For comparison of encoder model performance between drive and drink conditions (Figure 5), the drive licks explored a wider movement space than the drink licks. Therefore, we limited drive lick data to samples within the span of the drink lick jaw movement space. For each session, 100 uniform bins were found for the range of jaw z and x. We then identified z, x 2D bins with > 10 observations during drink licks, and excluded samples in the drive lick data that did not match these bins. SVD was performed as above on the combined (drive and drink lick) restricted data and used for fitting encoding models.

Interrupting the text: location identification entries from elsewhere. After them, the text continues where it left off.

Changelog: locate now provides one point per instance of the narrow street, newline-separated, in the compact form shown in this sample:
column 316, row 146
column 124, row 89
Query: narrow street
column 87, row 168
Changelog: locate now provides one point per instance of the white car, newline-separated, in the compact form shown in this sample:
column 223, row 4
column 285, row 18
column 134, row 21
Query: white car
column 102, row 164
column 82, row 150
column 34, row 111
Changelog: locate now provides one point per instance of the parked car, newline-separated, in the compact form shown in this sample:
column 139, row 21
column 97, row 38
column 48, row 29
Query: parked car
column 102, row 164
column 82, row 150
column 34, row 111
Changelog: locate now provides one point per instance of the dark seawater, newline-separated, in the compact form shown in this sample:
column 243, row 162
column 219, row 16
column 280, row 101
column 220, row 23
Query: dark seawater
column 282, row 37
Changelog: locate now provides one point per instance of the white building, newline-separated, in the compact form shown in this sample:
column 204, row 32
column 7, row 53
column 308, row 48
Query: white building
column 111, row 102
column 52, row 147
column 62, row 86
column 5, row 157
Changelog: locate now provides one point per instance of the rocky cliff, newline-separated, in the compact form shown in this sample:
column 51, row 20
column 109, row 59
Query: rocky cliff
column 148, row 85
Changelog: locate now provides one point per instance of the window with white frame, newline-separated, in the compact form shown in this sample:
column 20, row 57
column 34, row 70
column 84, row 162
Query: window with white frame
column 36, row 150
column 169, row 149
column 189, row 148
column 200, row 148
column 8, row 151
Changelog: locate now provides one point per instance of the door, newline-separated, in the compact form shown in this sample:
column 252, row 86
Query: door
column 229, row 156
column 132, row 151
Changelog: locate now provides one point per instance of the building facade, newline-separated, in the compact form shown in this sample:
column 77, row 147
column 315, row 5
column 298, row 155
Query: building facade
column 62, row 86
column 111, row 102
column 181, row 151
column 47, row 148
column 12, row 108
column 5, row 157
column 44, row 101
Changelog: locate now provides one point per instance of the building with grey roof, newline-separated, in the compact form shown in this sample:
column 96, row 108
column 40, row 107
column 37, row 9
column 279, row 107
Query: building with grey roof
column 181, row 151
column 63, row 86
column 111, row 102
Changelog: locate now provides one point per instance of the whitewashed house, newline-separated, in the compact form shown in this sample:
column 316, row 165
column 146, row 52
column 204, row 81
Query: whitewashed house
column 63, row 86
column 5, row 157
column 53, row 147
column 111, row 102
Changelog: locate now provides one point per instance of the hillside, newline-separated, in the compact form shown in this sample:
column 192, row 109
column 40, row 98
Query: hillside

Ensemble decoding models were fit to linearly predicted single kinematic or task parameters using smoothed (25 ms std. Gaussian kernel) spike rates from simultaneously recorded units. Model predictive performance was calculated using 5-fold cross-validation. Nested ensemble decoders missing subsets of these units were analyzed using an iterative unit dropping strategy: for each round, each unit was dropped in turn, and the 5-fold c.v. predictive performance was found for each nested ensemble. The nested ensemble with the largest performance loss (i.e. the ensemble lacking the top-performer unit) was used for the subsequent round.
Boosted trees models
Boosted trees encoding models using kinematic regressors to predict spike rates in 2.5 ms bins were fitted using XGBoost with a mean squared error objective. Hyperparameters were chosen to maximize cross-validated performance; we used 25 gradient-boosted trees and a 0.2 learning rate eta. We used a subsampling ratio of 0.2. Predictive performance was calculated using 10-fold cross-validation on the trials.
Unit binary decoder analysis
Binary decoders were fit to classify lick position or order for licks to two selected port positions (L3 and R3, or L1 and R1). Within each port position, we sub-selected licks to match kinematics using a custom algorithm. An array containing the mean jaw z and y positions was found for each lick, and the pairwise Euclidean distances between all lick arrays were calculated. We then iteratively chose the best-matched pair, removed this pair, and chose another pair. 10 pairs were chosen for each position, yielding a total set of 40 licks.
For each unit, we assessed the ability of unit within-lick mean spike count to decode position (e.g. L3 vs. R3) or order (e.g. first vs. last) using the Area Under the Curve (AUC) of a Receiver Operating Characteristic analysis in sklearn (Supplementary Figure 8b,e,h). This analysis varies a test threshold and compares the True and False Positive Rate. An AUC of 0.5 indicates no better than random discriminability, whereas an AUC of 1 indicates perfect discriminability of the condition test distributions. 95% confidence intervals for the AUC scores were found using bootstrapping (1000 resamples) on the trials. If the 95%CI did not include 0.5, decoder performance was classified as significant. The same analysis was performed using mean jaw x, z, and y values (Supplementary Figure 8j). Sessions in which jaw kinematics could significantly decode lick order were excluded (3 sessions), indicating insufficient performance of the lick selection algorithm.
Acknowledgements
We thank Duo Xu, Rajan Dasgupta, Mingyuan Dong, Montrell Vass, William Snider, Ki Yoon Nam, Jong Cheol Rah, Bilal Bari, and Yuxi Chen for assistance in data collection. This work was supported by NIH grant 1F32MH120873-01 to W.O. and the Kavli Foundation.
Footnotes
We revised Figure 2 to correct an error in one of the panels.